Descrizione
Situata nella parte più alta del paese, quasi sotto la montagna, con accanto il cimitero, sorge in una posizione dominante dalla quale si può godere la vista di un invidiabile panorama, con dentro i vari paesini della Bassa Val di Non immersi nel verde dei frutteti.
Questa chiesetta è fin dalla nascita dedicata ai Santi Fabiano e Sebastiano, ma comunemente solo il secondo viene citato e ancora vari secoli fa, il paese era chiamato “Masi di San Sebastiano”, senza alcun accenno all’altro Santo che lo accompagna sul calendario nella festività del 20 gennaio.

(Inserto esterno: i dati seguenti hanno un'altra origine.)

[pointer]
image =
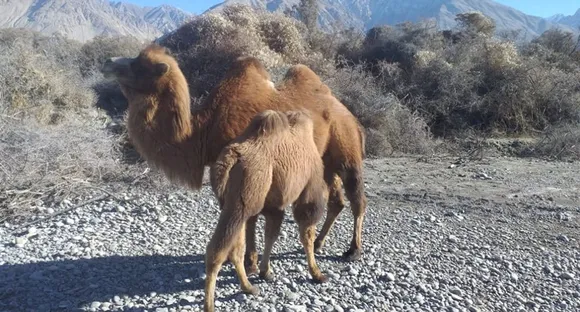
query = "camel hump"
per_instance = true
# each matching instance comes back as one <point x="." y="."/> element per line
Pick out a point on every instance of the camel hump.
<point x="269" y="122"/>
<point x="244" y="65"/>
<point x="298" y="117"/>
<point x="305" y="79"/>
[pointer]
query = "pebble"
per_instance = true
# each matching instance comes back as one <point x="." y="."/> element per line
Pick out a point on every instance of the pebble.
<point x="567" y="276"/>
<point x="453" y="239"/>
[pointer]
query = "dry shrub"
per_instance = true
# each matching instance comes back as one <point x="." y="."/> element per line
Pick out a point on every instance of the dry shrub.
<point x="466" y="79"/>
<point x="40" y="86"/>
<point x="97" y="50"/>
<point x="476" y="23"/>
<point x="206" y="46"/>
<point x="561" y="142"/>
<point x="390" y="125"/>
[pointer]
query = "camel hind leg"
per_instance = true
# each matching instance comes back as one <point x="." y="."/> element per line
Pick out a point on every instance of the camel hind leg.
<point x="227" y="242"/>
<point x="271" y="233"/>
<point x="251" y="256"/>
<point x="307" y="211"/>
<point x="354" y="188"/>
<point x="335" y="207"/>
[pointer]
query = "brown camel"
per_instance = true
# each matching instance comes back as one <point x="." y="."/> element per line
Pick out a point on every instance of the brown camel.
<point x="168" y="134"/>
<point x="272" y="164"/>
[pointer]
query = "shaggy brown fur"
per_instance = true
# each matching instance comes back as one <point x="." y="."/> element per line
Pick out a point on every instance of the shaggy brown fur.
<point x="272" y="164"/>
<point x="168" y="135"/>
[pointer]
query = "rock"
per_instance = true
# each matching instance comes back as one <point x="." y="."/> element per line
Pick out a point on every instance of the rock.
<point x="20" y="241"/>
<point x="567" y="276"/>
<point x="514" y="277"/>
<point x="32" y="231"/>
<point x="453" y="239"/>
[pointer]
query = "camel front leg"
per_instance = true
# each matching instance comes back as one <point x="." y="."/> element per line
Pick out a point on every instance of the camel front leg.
<point x="335" y="207"/>
<point x="251" y="256"/>
<point x="237" y="258"/>
<point x="307" y="234"/>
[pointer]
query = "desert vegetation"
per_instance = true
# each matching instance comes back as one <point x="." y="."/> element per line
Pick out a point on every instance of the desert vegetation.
<point x="412" y="86"/>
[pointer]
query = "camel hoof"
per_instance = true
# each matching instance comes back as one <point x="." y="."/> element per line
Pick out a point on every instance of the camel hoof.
<point x="251" y="270"/>
<point x="317" y="246"/>
<point x="253" y="290"/>
<point x="321" y="279"/>
<point x="352" y="254"/>
<point x="267" y="276"/>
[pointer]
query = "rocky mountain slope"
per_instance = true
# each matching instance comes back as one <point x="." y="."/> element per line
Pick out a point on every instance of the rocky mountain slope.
<point x="85" y="19"/>
<point x="364" y="14"/>
<point x="570" y="20"/>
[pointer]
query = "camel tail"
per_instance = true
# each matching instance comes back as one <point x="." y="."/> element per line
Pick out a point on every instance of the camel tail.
<point x="220" y="173"/>
<point x="363" y="139"/>
<point x="268" y="122"/>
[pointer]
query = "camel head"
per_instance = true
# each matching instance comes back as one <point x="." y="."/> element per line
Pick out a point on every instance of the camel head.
<point x="147" y="73"/>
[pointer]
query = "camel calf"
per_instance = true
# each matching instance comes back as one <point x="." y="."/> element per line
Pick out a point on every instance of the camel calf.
<point x="272" y="164"/>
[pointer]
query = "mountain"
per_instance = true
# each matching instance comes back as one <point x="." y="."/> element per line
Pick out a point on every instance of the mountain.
<point x="570" y="20"/>
<point x="84" y="19"/>
<point x="364" y="14"/>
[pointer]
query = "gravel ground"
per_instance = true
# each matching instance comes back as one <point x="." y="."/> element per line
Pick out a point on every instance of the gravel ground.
<point x="493" y="235"/>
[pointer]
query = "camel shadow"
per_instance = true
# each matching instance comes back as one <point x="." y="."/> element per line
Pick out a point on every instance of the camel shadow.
<point x="69" y="285"/>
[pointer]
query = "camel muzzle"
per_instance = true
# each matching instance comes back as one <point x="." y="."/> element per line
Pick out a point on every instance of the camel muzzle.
<point x="116" y="66"/>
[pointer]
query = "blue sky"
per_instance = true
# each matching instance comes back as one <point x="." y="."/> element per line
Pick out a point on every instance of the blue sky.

Ogni anno per tale festività viene celebrata la S. Messa ed in ricorrenza tutta la popolazione partecipa ai festeggiamenti solenni ed alla tradizionale festa dei portici.
La chiesa è costituita da una piccola costruzione che sorge isolata, quasi appoggiata al fianco della verde montagna che la sovrasta e le fa da sfondo, e all’ ombra degli alti cipressi, posti quali guardiani del cimitero adiacente.

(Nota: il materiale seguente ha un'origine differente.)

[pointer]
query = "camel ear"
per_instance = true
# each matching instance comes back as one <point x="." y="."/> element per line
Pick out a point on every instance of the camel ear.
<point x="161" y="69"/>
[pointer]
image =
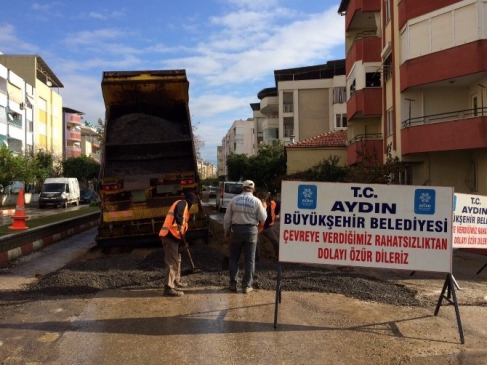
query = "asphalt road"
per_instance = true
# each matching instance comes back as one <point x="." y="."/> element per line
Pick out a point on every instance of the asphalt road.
<point x="213" y="326"/>
<point x="32" y="211"/>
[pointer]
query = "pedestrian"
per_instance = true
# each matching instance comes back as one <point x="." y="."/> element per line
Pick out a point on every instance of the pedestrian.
<point x="243" y="214"/>
<point x="270" y="228"/>
<point x="172" y="235"/>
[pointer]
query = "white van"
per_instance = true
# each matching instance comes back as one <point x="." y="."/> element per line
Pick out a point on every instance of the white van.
<point x="226" y="191"/>
<point x="57" y="191"/>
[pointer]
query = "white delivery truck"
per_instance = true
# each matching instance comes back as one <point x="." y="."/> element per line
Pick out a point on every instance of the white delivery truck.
<point x="57" y="191"/>
<point x="226" y="191"/>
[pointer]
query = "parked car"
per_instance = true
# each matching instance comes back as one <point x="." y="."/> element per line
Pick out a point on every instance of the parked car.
<point x="87" y="196"/>
<point x="212" y="190"/>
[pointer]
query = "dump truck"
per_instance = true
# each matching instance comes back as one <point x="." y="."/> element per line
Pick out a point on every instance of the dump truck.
<point x="148" y="157"/>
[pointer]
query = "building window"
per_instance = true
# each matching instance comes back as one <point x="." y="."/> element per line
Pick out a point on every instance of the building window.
<point x="475" y="105"/>
<point x="288" y="127"/>
<point x="339" y="95"/>
<point x="352" y="87"/>
<point x="42" y="104"/>
<point x="388" y="67"/>
<point x="372" y="79"/>
<point x="3" y="115"/>
<point x="341" y="121"/>
<point x="387" y="5"/>
<point x="287" y="102"/>
<point x="269" y="133"/>
<point x="389" y="122"/>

Non si hanno notizie sicure sulla sua costruzione, il primo documento che la riguarda è una relazione della curia diTrento datata 1579 in cui viene descritta dotata di un unico altare.
Nel 1655 il vescovo rilasciò il permesso di ingrandirla lungo l’ area antistante l’ ingresso e di costruire il campanile, nel 1742 la chiesetta dovette essere parzialmente riedificata poiché si stava costruendo un nuovo altare in sostituzione di quello originale, da un documento del 1751, questo altare risultò ben costruito in legno intagliato.
Nel 1788 come documentato dalla data scolpita sul portale vi fu un ulteriore opera di restauro, nel 1864 fu concesso il tabernacolo e da questo momento la chiesetta era al completo ed i fedeli potevano avere in loco la presenza costante dell’ Eucaristia.
Nel 1902 fu acquistata la statua della Madonna delle grazie, In onore della quale viene celebrata la funzione pomeridiana dell’ ultima domenica di agosto, in cui viene portata in processione sino alla cappella a lei dedicata posta all’ ingresso del paese.
Nel 1916 per ordine del governo austriaco fu asportata una delle due campane, per essere fusa e trasformata in arma da guerra, per questo motivo nei successivi sette anni una sola campana servì a chiamare il popolo alle celebrazioni, il campanile poté finalmente ospitare di nuovo le sue due campane solo nel 1923.
Nel 1969 venne restaurata apportando all’altare quelle modifiche prescritte dal Concilio Vaticano II.
Dal 1989 la curazia dei Masi a cessata di esistere venendo inglobata nella parrocchia arcipretale di Vigo di Ton.
Nel 1993 toccò poi al campanile subire delle modifiche, gli ultimi lavori di sistemazione sono stati eseguiti a cura del parroco don Giovanni Calovi.